Kuşkusuz en doğrusunu Allah bilir. Allah, bütün tuzakları bozan, bütün planları alt üst edendir.
Şurası bir hakikat ki bundan sonra ne bölgemiz ne de dünya aynı olmayacak.
İsrail’le ilişkilerini normalleştirmek üzere olan bazı Arap ülkeleri bu korkunç adımı atamayacaklar.
Gazze konusunda sessiz, tepkisiz kalan diktatörlerin uykusu daha da kaçacak.
İsrail’in güvenlik endişesi daha da artacak.
İsrail çok daha fazla yalnızlaşacak, daha kırılgan olacak.
Siyonizm, dünyanın hiçbir yerinde kendisine artık emniyetli bir sığınak bulamayacak.
Siyonizmin ne kadar tehlikeli bir ideoloji olduğunu tüm dünya bilecek ve tedirgin olacak.
Batı’nın basın özgürlüğü, ifade özgürlüğü, insan hakları, hukuk gibi kavramları kendi halklarında bile artık karşılık bulamayacak.
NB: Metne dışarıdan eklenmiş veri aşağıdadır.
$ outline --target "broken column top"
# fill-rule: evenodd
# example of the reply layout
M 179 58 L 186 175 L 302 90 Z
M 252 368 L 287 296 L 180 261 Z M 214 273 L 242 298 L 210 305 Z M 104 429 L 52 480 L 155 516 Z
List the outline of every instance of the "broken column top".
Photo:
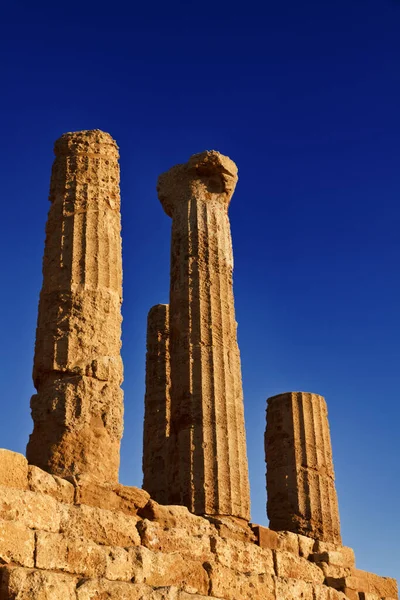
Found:
M 228 206 L 235 191 L 237 173 L 237 166 L 228 156 L 206 150 L 160 175 L 158 197 L 169 217 L 174 207 L 190 196 L 201 196 L 205 201 L 217 196 Z
M 70 131 L 64 133 L 54 144 L 56 156 L 71 154 L 102 154 L 118 158 L 118 146 L 109 133 L 100 129 Z
M 270 396 L 267 400 L 267 403 L 270 404 L 270 402 L 276 400 L 277 398 L 285 399 L 285 398 L 287 398 L 287 396 L 289 394 L 310 394 L 310 393 L 312 393 L 312 395 L 315 397 L 322 398 L 323 400 L 325 400 L 324 396 L 321 396 L 321 394 L 314 394 L 313 392 L 302 392 L 301 390 L 297 390 L 296 392 L 282 392 L 281 394 L 276 394 L 275 396 Z

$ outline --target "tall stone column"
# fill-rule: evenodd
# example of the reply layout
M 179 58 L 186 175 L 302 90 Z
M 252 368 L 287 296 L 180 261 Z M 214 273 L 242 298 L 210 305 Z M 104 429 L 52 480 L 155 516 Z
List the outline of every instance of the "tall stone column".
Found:
M 147 317 L 143 489 L 160 504 L 168 502 L 170 386 L 169 310 L 168 304 L 157 304 Z
M 55 143 L 36 330 L 30 463 L 117 481 L 123 427 L 118 147 L 99 130 Z
M 340 544 L 324 398 L 305 392 L 269 398 L 265 450 L 270 528 Z
M 218 152 L 160 176 L 172 217 L 168 502 L 249 519 L 228 205 L 236 165 Z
İslam ve terör kavramları artık yan yana getirilmeyecek; getirilse de karşılığı olmayacak.
Filistin ve Gazze direnişi, dünya Müslümanlarını zinde tutmayı sürdürecek. Kuşkusuz, halkların isyanı ve itirazı, her ülkenin idaresini az ya da çok dize getirecek.
Filistin direnişinin ulusal olmadığını, Filistin toprakları içinde kalmadığını tekrar hatırlatalım. Filistin’in yiğit direnişi bize kendimizi, özümüzü hatırlatıyor. Filistin direnişi hakkın batılla savaşını diri tutuyor. Filistin direnişi azın çoğa galip gelebileceğini, iyilerin her zaman kazanacağını, imanın küfre her daim galip geleceğini bize gösteriyor.
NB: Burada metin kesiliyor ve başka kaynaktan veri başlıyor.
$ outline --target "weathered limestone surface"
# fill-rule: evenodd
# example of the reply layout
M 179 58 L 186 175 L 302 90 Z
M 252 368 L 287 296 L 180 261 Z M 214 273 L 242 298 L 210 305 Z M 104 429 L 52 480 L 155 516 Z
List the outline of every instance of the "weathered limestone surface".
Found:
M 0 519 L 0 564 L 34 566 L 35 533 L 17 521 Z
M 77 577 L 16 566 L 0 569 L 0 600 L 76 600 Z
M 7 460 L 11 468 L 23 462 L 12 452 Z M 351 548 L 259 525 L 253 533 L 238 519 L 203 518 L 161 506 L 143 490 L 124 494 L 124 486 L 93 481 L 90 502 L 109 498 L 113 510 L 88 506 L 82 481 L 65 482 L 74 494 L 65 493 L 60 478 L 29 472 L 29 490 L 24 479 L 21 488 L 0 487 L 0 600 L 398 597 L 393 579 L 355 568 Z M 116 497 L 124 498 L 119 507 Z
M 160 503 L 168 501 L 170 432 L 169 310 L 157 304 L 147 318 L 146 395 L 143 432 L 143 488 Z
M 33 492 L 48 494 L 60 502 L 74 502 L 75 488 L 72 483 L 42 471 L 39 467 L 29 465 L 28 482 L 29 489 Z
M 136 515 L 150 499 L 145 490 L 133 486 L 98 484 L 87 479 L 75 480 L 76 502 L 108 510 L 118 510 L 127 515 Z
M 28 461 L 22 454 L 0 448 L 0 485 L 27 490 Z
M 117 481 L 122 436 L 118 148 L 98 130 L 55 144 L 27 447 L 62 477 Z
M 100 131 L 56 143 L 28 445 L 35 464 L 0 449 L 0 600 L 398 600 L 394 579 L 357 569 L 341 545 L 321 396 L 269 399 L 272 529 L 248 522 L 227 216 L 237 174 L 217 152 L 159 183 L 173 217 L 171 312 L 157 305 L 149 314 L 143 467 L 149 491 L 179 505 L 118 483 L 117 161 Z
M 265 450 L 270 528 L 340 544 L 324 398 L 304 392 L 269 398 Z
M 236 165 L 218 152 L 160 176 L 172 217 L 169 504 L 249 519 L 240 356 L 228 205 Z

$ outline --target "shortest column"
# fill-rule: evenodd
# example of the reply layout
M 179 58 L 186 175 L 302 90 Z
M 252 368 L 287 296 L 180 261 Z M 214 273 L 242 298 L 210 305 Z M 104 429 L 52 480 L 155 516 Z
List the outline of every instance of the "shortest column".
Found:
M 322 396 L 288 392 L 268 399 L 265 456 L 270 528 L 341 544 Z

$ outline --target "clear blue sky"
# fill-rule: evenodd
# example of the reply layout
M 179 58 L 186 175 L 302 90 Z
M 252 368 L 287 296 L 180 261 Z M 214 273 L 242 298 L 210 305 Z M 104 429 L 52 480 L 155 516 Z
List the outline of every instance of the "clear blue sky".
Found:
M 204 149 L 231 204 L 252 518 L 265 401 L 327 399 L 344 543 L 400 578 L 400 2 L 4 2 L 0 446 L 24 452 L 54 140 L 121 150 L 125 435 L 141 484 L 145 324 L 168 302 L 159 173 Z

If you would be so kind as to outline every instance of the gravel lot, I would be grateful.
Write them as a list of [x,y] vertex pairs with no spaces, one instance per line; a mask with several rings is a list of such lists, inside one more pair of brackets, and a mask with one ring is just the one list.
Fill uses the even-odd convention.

Filistin direnişi, son yüzyılda, modern Haçlılar ile Müslümanlar arasında silinmeye yüz tutan sınırı keskinleştiriyor. Haçlı modernizminin İslâm’ı boğmasının önüne geçiyor.
Filistinli tüm şehitlerimizi rahmetle bir kez daha yâd edelim. Onlar sadece toprakları için değil Müslümanların onuru, izzeti için de kanlarını döktüler. Hepsine tek tek minnettarız.
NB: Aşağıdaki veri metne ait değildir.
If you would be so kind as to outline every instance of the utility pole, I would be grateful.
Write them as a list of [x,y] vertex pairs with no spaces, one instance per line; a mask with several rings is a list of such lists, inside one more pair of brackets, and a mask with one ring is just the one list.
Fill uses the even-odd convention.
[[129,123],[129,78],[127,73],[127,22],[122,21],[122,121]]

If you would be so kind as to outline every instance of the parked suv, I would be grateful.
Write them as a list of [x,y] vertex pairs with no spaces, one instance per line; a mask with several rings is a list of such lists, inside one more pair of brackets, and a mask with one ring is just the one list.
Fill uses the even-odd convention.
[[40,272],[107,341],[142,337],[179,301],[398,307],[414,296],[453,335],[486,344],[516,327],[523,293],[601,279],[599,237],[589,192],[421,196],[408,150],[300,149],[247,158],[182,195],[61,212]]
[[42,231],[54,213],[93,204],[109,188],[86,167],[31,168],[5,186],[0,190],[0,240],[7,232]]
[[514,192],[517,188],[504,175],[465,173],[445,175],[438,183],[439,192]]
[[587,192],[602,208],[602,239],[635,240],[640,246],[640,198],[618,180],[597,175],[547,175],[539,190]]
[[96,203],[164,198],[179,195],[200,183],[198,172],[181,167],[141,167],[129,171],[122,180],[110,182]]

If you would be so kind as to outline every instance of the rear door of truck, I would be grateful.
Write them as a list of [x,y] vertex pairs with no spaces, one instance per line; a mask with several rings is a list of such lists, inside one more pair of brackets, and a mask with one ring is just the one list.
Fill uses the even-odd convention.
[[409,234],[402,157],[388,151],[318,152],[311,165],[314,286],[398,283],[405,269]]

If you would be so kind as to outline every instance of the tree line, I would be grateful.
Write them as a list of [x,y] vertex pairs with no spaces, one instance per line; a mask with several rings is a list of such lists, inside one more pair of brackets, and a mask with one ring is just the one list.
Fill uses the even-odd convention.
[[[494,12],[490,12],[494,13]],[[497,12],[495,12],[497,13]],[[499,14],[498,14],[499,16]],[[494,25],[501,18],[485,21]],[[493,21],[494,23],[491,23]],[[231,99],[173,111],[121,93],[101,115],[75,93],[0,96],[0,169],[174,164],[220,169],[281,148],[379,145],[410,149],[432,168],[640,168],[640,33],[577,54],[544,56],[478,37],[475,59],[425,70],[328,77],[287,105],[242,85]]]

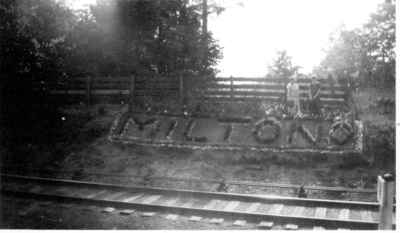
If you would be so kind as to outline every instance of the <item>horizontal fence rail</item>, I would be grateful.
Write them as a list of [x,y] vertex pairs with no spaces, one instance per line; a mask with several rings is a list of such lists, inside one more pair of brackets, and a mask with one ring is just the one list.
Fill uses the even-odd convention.
[[[309,98],[310,79],[298,79],[300,97]],[[220,101],[282,101],[286,95],[286,81],[278,78],[216,78],[205,84],[197,98]],[[323,104],[340,104],[346,100],[345,85],[321,80]]]
[[[127,99],[134,80],[133,96],[172,96],[182,97],[189,92],[188,86],[193,77],[76,77],[61,83],[46,85],[54,95],[75,95],[88,99],[91,96],[119,96]],[[189,80],[189,81],[186,81]],[[185,83],[187,82],[187,83]],[[309,98],[310,79],[298,79],[300,97]],[[343,84],[321,80],[321,102],[324,105],[346,102],[348,89]],[[214,78],[190,88],[191,100],[198,101],[283,101],[287,81],[280,78]],[[43,84],[35,83],[39,89]]]

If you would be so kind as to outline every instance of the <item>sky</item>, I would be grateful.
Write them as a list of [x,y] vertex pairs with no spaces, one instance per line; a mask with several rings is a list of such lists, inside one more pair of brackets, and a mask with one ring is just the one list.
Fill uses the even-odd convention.
[[[223,47],[218,75],[262,77],[279,50],[303,67],[300,72],[311,72],[323,59],[334,31],[362,26],[384,0],[215,1],[226,6],[222,14],[210,15],[208,25]],[[67,2],[81,8],[96,0]]]

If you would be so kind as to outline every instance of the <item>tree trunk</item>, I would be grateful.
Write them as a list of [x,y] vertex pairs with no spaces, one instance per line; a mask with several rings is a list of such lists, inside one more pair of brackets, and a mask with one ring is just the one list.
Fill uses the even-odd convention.
[[207,32],[208,32],[208,3],[207,0],[203,0],[203,15],[202,15],[202,36],[203,36],[203,73],[205,73],[207,67],[207,51],[208,51],[208,45],[207,45]]
[[202,32],[204,38],[207,36],[207,31],[208,31],[208,4],[207,0],[203,0],[203,27],[202,27]]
Filistin direnişi, asla ve asla umutsuz olmamamız gerektiğini tekrar tekrar hatırlatıyor bize. Her ne olursa olsun ne kadar güçlü olurlarsa olsunlar ne kadar çok paraya ne kadar güçlü, yıkıcı silaha sahip olurlarsa olsunlar. İmanla, imanın verdiği cesaretle, hepsiyle baş ederiz.
Yeter ki umudumuzu yitirmeyelim.
En ağır şartlarda umudunu yitirmeyen Gazzeliler orada öyle dururken, kendi konfor alanımızda umudu yitirmek bize yakışmaz.
Elimizden ne geliyorsa yapacağız. Boykotsa boykot. Gösteriyse gösteri. Öfkemizi, nefretimizi, hiddetimizi, ama en çok da umudumuzu yitirmeden, Filistinli direnişçileri selamlamaya, Filistin’le iman ateşimizi harlamaya devam edeceğiz.